Terunofuji forced a playoff when he outmuscled overnight leader Kakuryu in the final bout of regulation to leave both men with 12-3 records at Ryogoku Kokugikan.

But Kakuryu had the last word in the playoff, taking down the injury-hit Mongolian ozeki with an uwatedashinage pulling overarm throw to secure the tournament hardware.

“I’m relieved. I haven’t been able to win a championship since I became a yokozuna and it was tough and played on my mind but I am glad I kept on trying,” said Kakuryu.

“I thought for a moment (before the playoff), ‘Oh no, is it not going to be again?’ But I was able to wrestle my way in the end.”

Kakuryu’s Emperor’s Cup win is his first since he was promoted to yokozuna last year, although his path to the title was eased by the absence of the other two yokozuna, Hakuho and Harumafuji.

Harumafuji pulled out shortly before the start of the tournament due to a troubled right elbow, while pre-tournament favorite Hakuho, with a record 35 titles the most successful wrestler in sumo history, withdrew on the third day of the tournament with an injured left knee.

Terunofuji battled through the pain barrier and put up a brave fight, however. The summer champion came into the final day one win behind Kakuryu on the back of three straight losses and nursing a knee injury that is expected to take a month to fully heal.

In other bouts at the top, ozeki Kotoshogiku scored his 11th win by barging out sekiwake Tochiozan, who was unable to improve on his 10-5 showing in Nagoya in July and finished at 8-7.

Kisenosato also closed at 11-4, coming out on top of an all-ozeki bout against Goeido, who finished with a 7-8 losing mark and as a result will be wrestling to save his rank at the Kyushu basho in November.

Top-ranked maegashira Yoshikaze capped a memorable tournament with an 11th win, shaking off a face grab from Kyokushuho (8-7) to ram the 10th-ranked Mongolian out of the dohyo.

Yoshikaze defeated two yokozuna and two ozeki here and was awarded the both the Outstanding Performance Prize and the Technique Prize, two of the three prizes the Japan Sumo Association gives to makuuchi wrestlers on the final day of a grand tournament.

Yoshikaze is the first to win two prizes in one meet since Terunofuji won the Outstanding Prize and the Fighting Spirit Prize at the spring tourney in March.

“I am pleased (to the win the prizes) but more pleased with the way I have wrestled over the last 15 days,” said Yoshikaze, who won the prizes for the first time.

“(Beating all the big guns) still hasn’t sunk in yet but I gave it my utmost, wrestled well and that led to wins.

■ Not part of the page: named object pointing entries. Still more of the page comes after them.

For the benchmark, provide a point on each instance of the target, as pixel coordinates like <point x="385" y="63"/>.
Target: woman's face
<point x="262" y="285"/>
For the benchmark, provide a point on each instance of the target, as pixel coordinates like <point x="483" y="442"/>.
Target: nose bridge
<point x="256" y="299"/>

If you wrestle with the right spirit it gives you confidence when you face off against strong opponents, even if you are small.”

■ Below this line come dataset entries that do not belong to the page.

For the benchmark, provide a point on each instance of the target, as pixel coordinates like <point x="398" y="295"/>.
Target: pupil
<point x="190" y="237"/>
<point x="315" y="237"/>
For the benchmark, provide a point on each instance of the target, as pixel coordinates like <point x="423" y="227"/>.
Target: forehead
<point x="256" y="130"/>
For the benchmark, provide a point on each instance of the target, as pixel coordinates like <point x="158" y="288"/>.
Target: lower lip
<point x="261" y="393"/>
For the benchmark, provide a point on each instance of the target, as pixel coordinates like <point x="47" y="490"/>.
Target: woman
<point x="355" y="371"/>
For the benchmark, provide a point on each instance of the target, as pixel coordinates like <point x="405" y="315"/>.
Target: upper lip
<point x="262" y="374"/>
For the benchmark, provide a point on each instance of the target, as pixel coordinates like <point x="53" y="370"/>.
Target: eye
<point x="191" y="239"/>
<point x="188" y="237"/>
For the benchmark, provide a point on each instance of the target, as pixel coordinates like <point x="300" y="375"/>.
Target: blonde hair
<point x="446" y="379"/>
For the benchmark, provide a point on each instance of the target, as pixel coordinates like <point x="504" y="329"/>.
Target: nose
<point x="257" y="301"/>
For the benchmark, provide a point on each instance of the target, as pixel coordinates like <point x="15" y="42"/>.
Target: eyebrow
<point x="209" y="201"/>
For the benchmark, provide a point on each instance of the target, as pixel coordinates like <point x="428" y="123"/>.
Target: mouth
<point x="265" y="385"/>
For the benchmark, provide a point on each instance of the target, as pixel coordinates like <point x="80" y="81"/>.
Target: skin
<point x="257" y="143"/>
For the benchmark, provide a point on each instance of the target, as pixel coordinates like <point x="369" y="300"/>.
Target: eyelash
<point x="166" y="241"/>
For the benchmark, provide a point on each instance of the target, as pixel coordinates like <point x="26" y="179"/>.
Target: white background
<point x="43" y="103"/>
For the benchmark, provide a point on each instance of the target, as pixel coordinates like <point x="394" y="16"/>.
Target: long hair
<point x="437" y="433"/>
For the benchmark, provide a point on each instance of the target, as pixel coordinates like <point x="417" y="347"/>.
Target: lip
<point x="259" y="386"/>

Georgian wrestler Tochinshin, back at sumo’s fourth-highest rank of komusubi for the first time in three years, and 12th-ranked maegashira Ikioi both won the Fighting Spirit Prize after final-day wins.

Tochinoshin (10-5) lifted Toyonoshima (10-5) off his feet before shunting him over the edge, while Ikioi (11-4) closed out the tournament with a clinical force-out victory over seventh-ranked Russian Amuru (8-7).

“I knew from reading the news this morning that I would need to win today (to earn the prize),” Tochinoshin said. “This is a result of effort I have put in over the 15 days. I am pleased to win the Fighting Sprit Prize.”

Veteran maegashira Aminshiki managed to battle his way past sekiwake Myogiryu (8-7) to finish with a majority of wins.